Define dp[j] as the number of combination with a sum of j. The recurrence relation is dp[j] += dp[j-coins[i]]. The base case dp[0]=1 meaning there is only one combination that can have a sum of 0.

The outer for loop is iterating the values of coins, and the inner for loop is iterating the capacities.

class Solution:
    def change(self, amount: int, coins: List[int]) -> int:
        dp = [0] * (amount+1)
        dp[0] = 1
        for i in range(len(coins)):
            for j in range(coins[i], amount+1): # if the knapsack can take it
                dp[j] += dp[j-coins[i]]
        return dp[amount]

Note that if we want to count the number of combinations, the outer for loop should iterate through the items and inner for loop should iterate through the capacities. Otherwise, if we want to count the number of permutations, the outer for loop should iterate through the capacities and inner for loop should iterate through the items.

LeetCode 377

Combination Sum IV (Medium) [link]

Note that different sequences are counted as different permutations. So the outer loop should iterate through capacities and the inner loop should iterate through items.

class Solution:
    def combinationSum4(self, nums: List[int], target: int) -> int:
        dp = [0] * (target+1)
        dp[0]=1
        for j in range(1, target+1):
            for i in range(len(nums)):
                if nums[i] <= j: # if the knapsack can take it
                    dp[j] += dp[j-nums[i]]
        return dp[target]

Template of 0-x Knapsack Problem

Brief summary of knapsack problems:

• 0-1 knapsack problem:

  • 2-d dp array:
    • Outer for loop is iterating items, inner for loop is iterating capacities of knapsack. They CAN switch the position.
  • 1-d dp array:
    • Outer for loop is iterating items, inner for loop is iterating capacities of knapsack. They CANNOT switch the position.

• 0-x knapsack problem:

  • 1-d dp array or 2-d dp array:

    Outer for loop is iterating items, inner for loop is iterating capacities of knapsack.
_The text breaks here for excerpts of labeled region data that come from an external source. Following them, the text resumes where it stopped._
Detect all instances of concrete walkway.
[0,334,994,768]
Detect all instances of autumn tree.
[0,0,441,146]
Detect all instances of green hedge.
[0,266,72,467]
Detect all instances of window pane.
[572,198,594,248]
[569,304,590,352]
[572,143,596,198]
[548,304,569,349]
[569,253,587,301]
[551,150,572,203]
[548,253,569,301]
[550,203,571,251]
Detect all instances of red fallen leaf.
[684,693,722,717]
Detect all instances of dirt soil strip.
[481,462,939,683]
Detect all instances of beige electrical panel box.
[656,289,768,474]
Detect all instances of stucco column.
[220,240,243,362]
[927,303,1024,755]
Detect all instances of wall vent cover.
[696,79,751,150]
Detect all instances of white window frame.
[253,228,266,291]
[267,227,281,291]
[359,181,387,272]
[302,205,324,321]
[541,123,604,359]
They CAN switch the position.

  • Since we can have multiple copies of the same item, the inner for loop should NOT be in the reverse order any more.
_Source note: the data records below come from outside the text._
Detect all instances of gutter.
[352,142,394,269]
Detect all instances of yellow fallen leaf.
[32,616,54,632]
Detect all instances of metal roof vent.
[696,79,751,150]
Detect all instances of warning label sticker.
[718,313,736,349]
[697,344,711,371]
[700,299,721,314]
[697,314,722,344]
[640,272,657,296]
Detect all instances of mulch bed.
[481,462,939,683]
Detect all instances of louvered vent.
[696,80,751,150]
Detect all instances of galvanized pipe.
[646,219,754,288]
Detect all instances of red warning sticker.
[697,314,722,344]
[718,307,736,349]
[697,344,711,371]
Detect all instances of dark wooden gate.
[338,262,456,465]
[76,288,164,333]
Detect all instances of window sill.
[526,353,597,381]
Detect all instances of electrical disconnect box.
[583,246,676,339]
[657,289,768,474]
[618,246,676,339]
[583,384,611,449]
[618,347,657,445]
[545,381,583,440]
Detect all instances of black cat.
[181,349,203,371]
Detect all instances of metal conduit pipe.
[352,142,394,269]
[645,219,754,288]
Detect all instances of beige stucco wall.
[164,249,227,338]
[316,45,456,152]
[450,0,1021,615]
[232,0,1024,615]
O-x Knapsack code template

# loop items before iterating capacities
def test_complete_pack1():
    weight = [1, 3, 4]
    value = [15, 20, 30]
    bag_weight = 4

    dp = [0]*(bag_weight + 1)

    for i in range(len(weight)):
        for j in range(weight[i], bag_weight + 1):
              # recurrence relation
            dp[j] = max(dp[j], dp[j - weight[i]] + value[i])
    
    return dp[bag_weight]

# loop capacities before iterating items
def test_complete_pack2():
    weight = [1, 3, 4]
    value = [15, 20, 30]
    bag_weight = 4

    dp = [0]*(bag_weight + 1)

    for j in range(bag_weight + 1):
        for i in range(len(weight)):
            if j >= weight[i]: 
                  # recurrence relation
                  dp[j] = max(dp[j], dp[j - weight[i]] + value[i])
    
    return dp[bag_weight]